Looking good. I'll keep an eye out for the next episode.
Thanks! It's been a fun project.
Since both are resins I like the fact that you can call one of them part A and one part b which one is usually the hardener and it's usually the one with a nitrogen atom included in the molecule. I don't like referring to either one as a harder. Because polymerization is an equal process. There is no harder catalyst. Both parts get used up equally fast. This isn't like polyester resin in which a tiny amount of catalysts cross links the molecule without getting used.
Looks great, you are going to have a beautiful canoe.
Regards
Mark
Thanks Mark!
Coming along, Some day in my retirement I would like to do s cedar strip, its trying to find the time in retirement that is the problem. Looking forward to November!
Slowly but surely! It’s going to be a great fall👍
You're about a quarter of a way to completing a seal coat that you can sand tomorrow. The extra epoxy squeegeed over the surface might seal the edges and prevent gas bubbles migrating into the and epoxy being sucked away from cloth. He would just be sanding for adhesion and not for removing epoxy. If you do not do an epoxy sealcoat could you include a video of all the bubbles you got?
The next coat is a seal coat
I liked your vid I am building a grand laker also, and your explanation of the materials, how much and what type of epoxy helped a lot thank you. How much silica did you use to get epoxy the peanut better consistancy? And what else did you get? any cotton?
The bungees sound easy, but there are vids of a nice easy jig to hold the strips to the station.
Glad you enjoyed it! I really just eyeballed the addition of silica and cedar flower. once I had the desired thickness and color I went with it. I didn't purchase any cotton. I also purchased some 4 and 5 inch squeegees, couple mixing pots, 6 oz fiberglass and dispensing pumps (which I haven't used because RAKA mixes at such a simple 2:1 ratio). When I spoke with RAKA, they were familiar with Gil's boats and recommended the quantities I needed for my boat. Highly recommend talking to them, incredebly helpful.
Good luck on the build! My father built a grand laker ~25yrs ago. Still going strong 💪!
@@MaineOutdoorEnthusiast Let me ask you a few questions nobody talks about on the vids.

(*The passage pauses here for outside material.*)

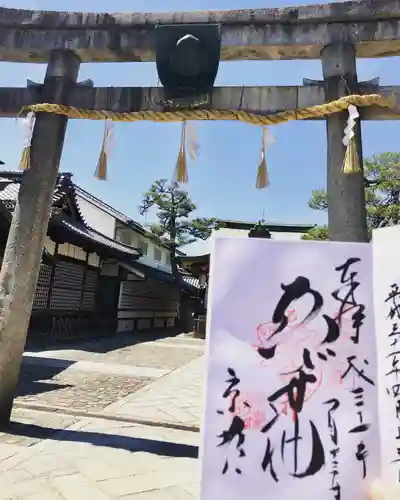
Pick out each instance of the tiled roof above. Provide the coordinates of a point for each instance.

How perfect are your stations? I used the carbon paper method and I have some slight waves on the curve of the station I've sanded them down as much as I dare, but they are slightly there. My budget doesn't include $700. for the CNC made ones.
The stern of the grand laker. How thick should it be and how much should be tapered to be a glue surface? the directions were contradictory. I did a three-inch-thick maple stern and imagined half of that being a glueing surface. to get that much contact with the strips the directions said to adjust the stern on its mount, which could affect the top curve of the boat? thanks for listening.
Excellent questions! My stations are not perfect. I did take my time to get them as good as I could. You can always adjust the imperfections with a little painters tape to build up any valleys and what not. Yeah, I definitely don't think 700$ for machined stations is worth it.
Regarding the GL, I haven't built a square stern. I'll ask my father how he managed his.
I will say this, try not to get "analysis paralysis". Sometimes we have to jump and just do it...maybe we make a mistake or two, but thats how we learn😉. You got this👍
Hi, how much resin/ hardener includes the 3gal kit from Raka? 2gallons of resin and one of the hardener? Thank you!
Correct! It's mixed in a 2:1 ratio. So its 2 gallons of resin to 1 hardener. You're welcome!
Wow, it’s really coming together nicely.
Thanks!
I like the fact that no inner or outer stem is required. I mean does it really make a lot of sense to spend 4 hours on internet or stems when you can strip the whole boat.